Jimmy, forget about being the next Woodward or Bernstein. Mommy and daddy are buying you a slide rule for the holidays

November 10 - newspaper-in-trash-can I knew the newspaper business was tanking, but I had no idea how horrific the current landscape was until checking the stats in a recent O'Dwyer's news piece (See "Newspaper Circ Drops Some More," Jack O'Dwyer's Newsletter, November 4, 2009, Vol. 42 No. 43).

Did you know there are 44 million newspapers sold each day? That sounds impressive until one learns it's the lowest level since the 1940s!

Subscriptions at papers like the San Francisco Chronicle, Dallas Morning News and Boston Globe are dropping faster than the post-season hopes of Giants' fans after Sunday's last-minute collapse (the papers reported circulation losses of 25.8, 22.2 and 18.5 percent, respectively).

The Wall Street Journal now has the largest daily circulation at 2 million (it actually increased 0.6 percent). USA Today's circulation plummeted more than 17 percent as it fell to the number two slot. (Note: the same issue of O'Dwyer's carried reports about the Journal's closing its Boston bureau and Forbes laying off 40 more staffers).

I wonder how undergraduate and graduate journalism programs are spinning these dismal results to current and prospective students. I'm proud to say I was a journalism major at Northeastern University and learned many skills that have since stood me in good stead. But, I wouldn't advise any young person to pursue a career in a dying profession.

Pundits disagree about the future of journalism, newspapers and magazines. I'm sure some form of neo-journalism will emerge in another decade or so. But, for the immediate future, I'd counsel any serious writer to run away from Columbia, Missouri, and the other great J-schools. The cost-benefit ratio no longer exists. There are few, if any, new jobs being created, and those that are pay less and provide no security whatsoever.

Instead of reading 'All the President's Men,' it might be wiser for Woodward and Berstein wanna-be's to, instead, crack open a biography of Einstein, Galbraith or Keynes.

The pen may be mightier than the sword, but the keyboard is no longer the meal ticket it once was. Look for calculators and slide rulers to replace reporter's notebooks and press badges as parents' stocking stuffers of choice this holiday season.

2 thoughts on “Jimmy, forget about being the next Woodward or Bernstein. Mommy and daddy are buying you a slide rule for the holidays

  1. Thanks Matt. So, you’d still advise an aspiring journalist to spend $50k or more on a graduate degree from, say, Columbia?

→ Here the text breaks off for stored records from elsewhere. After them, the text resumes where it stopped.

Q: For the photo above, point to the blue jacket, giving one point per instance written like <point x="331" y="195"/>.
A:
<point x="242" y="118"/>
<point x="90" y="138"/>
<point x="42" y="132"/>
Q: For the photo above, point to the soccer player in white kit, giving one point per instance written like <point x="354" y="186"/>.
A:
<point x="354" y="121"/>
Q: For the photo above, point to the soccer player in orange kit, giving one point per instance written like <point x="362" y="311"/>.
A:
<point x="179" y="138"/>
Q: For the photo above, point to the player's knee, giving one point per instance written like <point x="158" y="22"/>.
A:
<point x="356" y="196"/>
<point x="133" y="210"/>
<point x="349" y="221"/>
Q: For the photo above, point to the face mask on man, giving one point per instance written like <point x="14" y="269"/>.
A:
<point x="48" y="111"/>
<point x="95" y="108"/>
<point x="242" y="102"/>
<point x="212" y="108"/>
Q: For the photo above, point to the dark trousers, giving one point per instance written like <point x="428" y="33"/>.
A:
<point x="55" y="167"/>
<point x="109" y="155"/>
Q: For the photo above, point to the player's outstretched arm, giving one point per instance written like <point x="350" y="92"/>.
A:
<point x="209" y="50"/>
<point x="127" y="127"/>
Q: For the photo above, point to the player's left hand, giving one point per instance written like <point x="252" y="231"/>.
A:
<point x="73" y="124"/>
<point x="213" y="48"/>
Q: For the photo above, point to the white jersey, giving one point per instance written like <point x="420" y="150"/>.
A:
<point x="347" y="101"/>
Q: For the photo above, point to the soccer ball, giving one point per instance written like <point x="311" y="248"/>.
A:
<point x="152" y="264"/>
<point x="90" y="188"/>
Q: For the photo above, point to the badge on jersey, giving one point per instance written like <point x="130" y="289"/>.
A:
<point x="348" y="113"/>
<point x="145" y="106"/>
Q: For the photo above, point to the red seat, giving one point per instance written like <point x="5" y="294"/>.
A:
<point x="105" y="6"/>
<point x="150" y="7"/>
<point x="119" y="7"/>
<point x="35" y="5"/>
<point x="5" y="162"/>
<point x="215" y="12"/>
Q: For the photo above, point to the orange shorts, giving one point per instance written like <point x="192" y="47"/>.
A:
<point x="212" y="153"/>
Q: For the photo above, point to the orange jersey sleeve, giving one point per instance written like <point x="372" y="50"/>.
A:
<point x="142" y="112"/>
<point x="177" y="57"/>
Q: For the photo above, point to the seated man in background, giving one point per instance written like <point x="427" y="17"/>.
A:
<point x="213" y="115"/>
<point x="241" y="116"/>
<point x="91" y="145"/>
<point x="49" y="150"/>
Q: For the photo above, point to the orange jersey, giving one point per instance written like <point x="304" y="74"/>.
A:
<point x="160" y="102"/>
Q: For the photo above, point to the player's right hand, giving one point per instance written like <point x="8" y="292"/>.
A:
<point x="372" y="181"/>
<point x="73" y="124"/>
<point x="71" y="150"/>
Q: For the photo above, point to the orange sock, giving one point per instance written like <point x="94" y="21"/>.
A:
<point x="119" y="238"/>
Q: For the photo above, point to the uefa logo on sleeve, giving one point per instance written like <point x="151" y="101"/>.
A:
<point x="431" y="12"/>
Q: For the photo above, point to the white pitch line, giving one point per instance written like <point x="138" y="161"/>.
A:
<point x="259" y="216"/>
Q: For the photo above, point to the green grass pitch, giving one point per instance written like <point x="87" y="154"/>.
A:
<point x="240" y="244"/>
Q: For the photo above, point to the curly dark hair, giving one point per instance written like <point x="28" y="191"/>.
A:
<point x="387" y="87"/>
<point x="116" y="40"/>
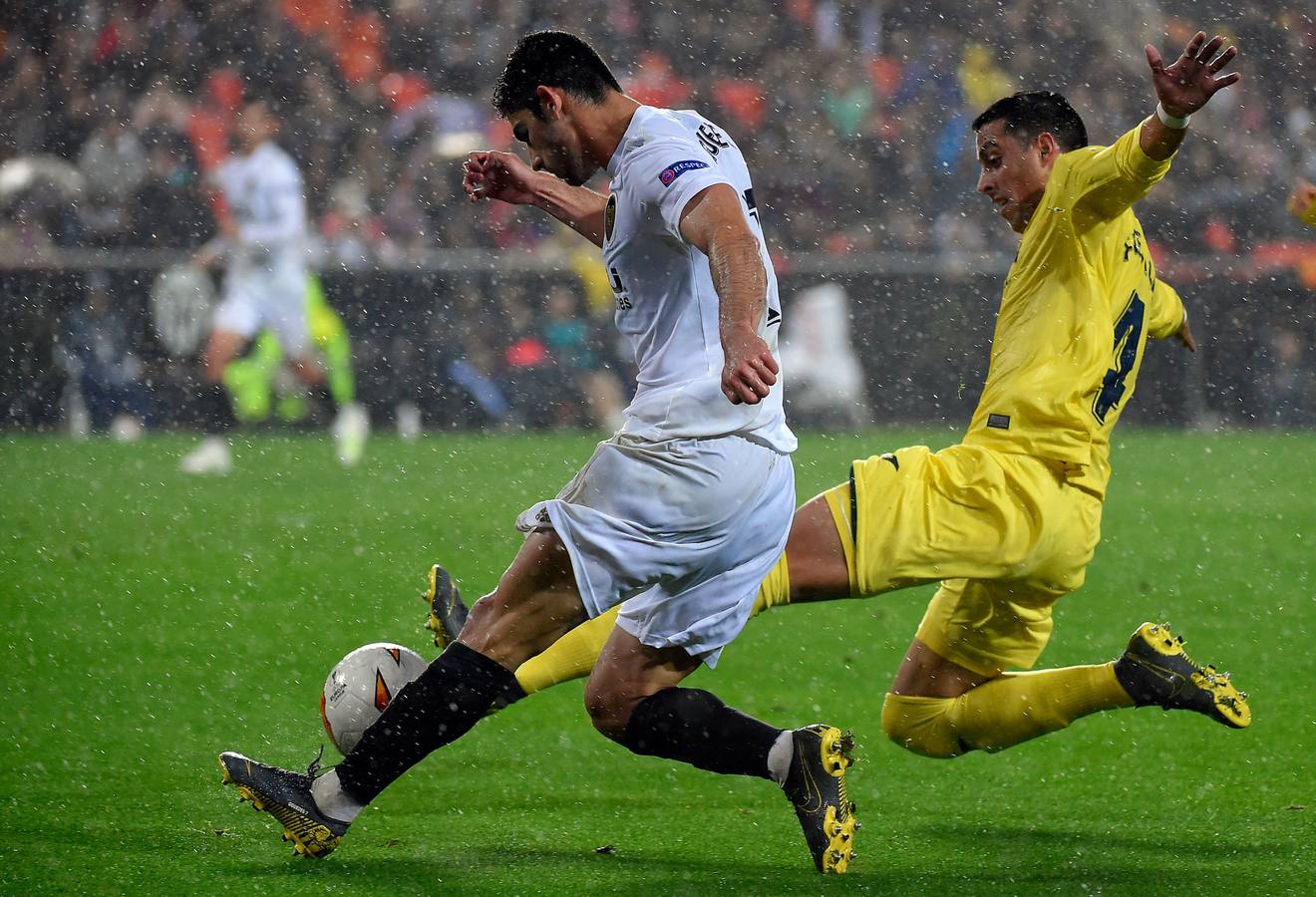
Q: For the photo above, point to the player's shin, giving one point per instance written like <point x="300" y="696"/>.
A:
<point x="696" y="728"/>
<point x="440" y="707"/>
<point x="1003" y="712"/>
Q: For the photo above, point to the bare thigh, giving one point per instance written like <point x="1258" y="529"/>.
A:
<point x="815" y="555"/>
<point x="625" y="674"/>
<point x="535" y="603"/>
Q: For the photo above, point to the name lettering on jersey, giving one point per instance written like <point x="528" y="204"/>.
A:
<point x="609" y="217"/>
<point x="619" y="289"/>
<point x="711" y="140"/>
<point x="674" y="171"/>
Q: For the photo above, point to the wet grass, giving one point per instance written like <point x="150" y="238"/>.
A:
<point x="151" y="621"/>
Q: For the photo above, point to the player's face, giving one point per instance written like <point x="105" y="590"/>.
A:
<point x="1012" y="173"/>
<point x="553" y="147"/>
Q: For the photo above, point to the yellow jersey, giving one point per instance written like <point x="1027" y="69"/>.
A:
<point x="1078" y="305"/>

  2. As a former ink-stained wretch, I’m actually excited by the demise of the print newspaper. It’s good for democracy to have many, many sources of news. Look what we have been left with: the liberal/elitist NY Times vs. the right/populist NY Post. The LA Times vs….who exactly?
    The business model is a joke: Cut down a tree; make paper; use paper to write about a disaster; put paper in truck; the next day, drive to someone’s house and hand them paper so they can read about it.
    The WSJ online provides much more news than the print edition.
    Journalists will always be needed, and the more, the merrier.